Published online by Cambridge University Press: 09 February 2010
The number of inhabitants here has increased all too much so that the [already] high price of property has gone up.
- Gerichtsprotocoll (1751)It might be argued that a truly kin-controlled land system would be one in which land never comes onto the market. Commercialization of property might then be considered one indicator of a move away from ascribed relationships to ones of convenience and mutual advantage. Simply to measure an increasing commercialization of land – the amount coming onto the market, its price, and its rate of turnover – would be a first step in showing the rate at which it lost its capacity to integrate family interests.

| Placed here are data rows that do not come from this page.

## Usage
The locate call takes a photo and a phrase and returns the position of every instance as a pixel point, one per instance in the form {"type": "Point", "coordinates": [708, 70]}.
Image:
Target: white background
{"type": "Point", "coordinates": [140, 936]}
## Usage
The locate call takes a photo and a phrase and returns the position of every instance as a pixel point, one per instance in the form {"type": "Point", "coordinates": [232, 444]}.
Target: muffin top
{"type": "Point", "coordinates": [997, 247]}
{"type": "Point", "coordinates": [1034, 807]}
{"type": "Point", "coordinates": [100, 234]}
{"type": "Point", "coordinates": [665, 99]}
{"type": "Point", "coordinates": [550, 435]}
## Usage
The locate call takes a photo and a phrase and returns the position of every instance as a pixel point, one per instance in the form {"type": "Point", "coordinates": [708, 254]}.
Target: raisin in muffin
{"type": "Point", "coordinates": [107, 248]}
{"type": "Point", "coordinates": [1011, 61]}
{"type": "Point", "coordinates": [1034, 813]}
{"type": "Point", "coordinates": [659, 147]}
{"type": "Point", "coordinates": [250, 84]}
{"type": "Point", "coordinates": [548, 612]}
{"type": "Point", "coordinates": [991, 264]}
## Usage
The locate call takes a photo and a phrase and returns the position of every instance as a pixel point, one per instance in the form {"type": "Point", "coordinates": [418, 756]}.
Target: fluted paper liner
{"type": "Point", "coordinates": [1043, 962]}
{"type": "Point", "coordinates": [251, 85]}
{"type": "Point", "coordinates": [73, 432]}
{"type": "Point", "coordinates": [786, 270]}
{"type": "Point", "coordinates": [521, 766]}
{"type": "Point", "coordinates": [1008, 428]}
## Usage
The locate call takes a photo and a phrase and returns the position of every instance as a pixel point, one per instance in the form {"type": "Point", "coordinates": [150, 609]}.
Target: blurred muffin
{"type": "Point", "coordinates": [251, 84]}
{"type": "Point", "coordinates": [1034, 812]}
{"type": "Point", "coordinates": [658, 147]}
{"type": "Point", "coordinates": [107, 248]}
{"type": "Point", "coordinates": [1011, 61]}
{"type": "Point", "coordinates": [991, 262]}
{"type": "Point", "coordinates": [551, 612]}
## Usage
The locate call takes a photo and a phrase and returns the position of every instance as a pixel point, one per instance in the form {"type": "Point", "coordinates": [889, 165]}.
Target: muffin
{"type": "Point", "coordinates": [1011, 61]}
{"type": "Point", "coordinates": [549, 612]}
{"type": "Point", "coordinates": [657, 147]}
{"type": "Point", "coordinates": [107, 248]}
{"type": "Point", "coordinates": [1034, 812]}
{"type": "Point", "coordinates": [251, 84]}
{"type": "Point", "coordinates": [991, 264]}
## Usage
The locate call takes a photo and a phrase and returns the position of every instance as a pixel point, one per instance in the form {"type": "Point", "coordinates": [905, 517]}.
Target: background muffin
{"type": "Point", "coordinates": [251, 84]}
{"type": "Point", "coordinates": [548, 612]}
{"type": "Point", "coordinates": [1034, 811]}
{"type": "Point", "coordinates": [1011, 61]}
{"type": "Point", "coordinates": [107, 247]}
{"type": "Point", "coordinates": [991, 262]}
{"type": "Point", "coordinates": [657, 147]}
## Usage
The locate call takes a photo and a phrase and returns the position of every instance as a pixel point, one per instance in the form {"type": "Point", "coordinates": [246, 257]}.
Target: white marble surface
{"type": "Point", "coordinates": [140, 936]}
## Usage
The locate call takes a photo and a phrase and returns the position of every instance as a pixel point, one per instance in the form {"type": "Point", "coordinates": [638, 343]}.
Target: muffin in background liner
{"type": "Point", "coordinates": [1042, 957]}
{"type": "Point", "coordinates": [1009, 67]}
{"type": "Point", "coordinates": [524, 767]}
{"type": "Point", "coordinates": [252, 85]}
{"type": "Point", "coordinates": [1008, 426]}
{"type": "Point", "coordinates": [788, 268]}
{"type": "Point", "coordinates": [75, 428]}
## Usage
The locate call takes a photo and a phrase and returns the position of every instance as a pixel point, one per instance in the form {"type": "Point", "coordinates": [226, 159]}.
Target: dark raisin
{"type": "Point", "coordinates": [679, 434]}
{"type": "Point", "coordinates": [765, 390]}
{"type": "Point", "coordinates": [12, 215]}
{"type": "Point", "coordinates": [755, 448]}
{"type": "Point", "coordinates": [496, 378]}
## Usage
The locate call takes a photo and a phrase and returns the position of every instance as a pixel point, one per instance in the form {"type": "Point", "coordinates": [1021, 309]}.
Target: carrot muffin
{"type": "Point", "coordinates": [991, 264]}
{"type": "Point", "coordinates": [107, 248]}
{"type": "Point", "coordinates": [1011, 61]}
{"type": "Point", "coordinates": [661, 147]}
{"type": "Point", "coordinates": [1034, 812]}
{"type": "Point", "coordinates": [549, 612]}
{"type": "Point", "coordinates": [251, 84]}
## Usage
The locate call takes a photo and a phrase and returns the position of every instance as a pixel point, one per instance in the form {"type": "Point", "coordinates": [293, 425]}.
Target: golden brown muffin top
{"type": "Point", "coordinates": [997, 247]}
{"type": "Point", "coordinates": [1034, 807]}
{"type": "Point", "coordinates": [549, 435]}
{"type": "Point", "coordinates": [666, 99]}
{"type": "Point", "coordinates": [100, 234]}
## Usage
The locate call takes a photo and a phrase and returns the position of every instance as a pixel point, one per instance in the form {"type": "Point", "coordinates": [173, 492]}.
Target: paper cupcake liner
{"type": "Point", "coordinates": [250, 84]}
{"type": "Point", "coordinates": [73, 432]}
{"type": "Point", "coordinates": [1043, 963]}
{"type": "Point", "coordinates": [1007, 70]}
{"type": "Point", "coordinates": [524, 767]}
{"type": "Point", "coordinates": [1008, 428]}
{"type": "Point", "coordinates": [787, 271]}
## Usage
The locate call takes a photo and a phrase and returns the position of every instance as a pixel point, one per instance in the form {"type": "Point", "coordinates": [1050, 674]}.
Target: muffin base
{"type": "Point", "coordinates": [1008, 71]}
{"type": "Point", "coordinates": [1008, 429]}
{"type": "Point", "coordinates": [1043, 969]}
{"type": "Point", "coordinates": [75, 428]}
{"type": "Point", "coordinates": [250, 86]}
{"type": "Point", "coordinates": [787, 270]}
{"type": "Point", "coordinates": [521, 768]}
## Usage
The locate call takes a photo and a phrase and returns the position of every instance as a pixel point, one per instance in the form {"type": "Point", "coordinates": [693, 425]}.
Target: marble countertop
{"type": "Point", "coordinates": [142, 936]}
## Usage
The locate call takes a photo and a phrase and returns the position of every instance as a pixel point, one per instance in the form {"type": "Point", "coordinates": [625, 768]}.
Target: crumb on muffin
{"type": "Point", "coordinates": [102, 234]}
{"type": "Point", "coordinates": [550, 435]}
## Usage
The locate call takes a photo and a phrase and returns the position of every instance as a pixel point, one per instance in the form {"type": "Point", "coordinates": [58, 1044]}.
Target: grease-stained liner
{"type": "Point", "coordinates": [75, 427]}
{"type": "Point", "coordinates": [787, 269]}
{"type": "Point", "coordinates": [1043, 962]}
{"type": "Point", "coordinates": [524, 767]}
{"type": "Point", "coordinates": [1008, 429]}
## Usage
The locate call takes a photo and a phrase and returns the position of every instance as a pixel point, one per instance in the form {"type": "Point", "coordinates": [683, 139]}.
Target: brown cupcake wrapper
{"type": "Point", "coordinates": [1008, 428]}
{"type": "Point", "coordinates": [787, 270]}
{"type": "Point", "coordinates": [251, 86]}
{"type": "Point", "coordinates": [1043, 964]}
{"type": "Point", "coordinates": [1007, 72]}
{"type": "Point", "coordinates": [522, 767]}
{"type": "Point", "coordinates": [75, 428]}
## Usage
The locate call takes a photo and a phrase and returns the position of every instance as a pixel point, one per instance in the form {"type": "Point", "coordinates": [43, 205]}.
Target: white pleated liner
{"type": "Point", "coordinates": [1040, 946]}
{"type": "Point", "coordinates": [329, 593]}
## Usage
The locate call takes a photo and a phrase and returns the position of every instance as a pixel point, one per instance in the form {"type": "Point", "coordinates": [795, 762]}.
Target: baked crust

An increase in the amount of land bought and sold and in the volume of transactions, a decline in barter, a decrease in the average-size plot, a rise in the average price, an increase in the formality of transaction, and a decline in encumbrances on property – each of these things would seem to describe separately sufficiently but together overwhelmingly the rate at which property holding was divorced from family considerations. They might even be taken as a measure of the trajectory of individualism. A further step in the analysis would be to trace the relationships between buyers and sellers to see if kin sold to one another and to what kind of kin. Whatever results might be found would not, however, be lacking in ambiguity. Suppose that in a period of low market turnover of land people did not sell to kin, but under opposite conditions did.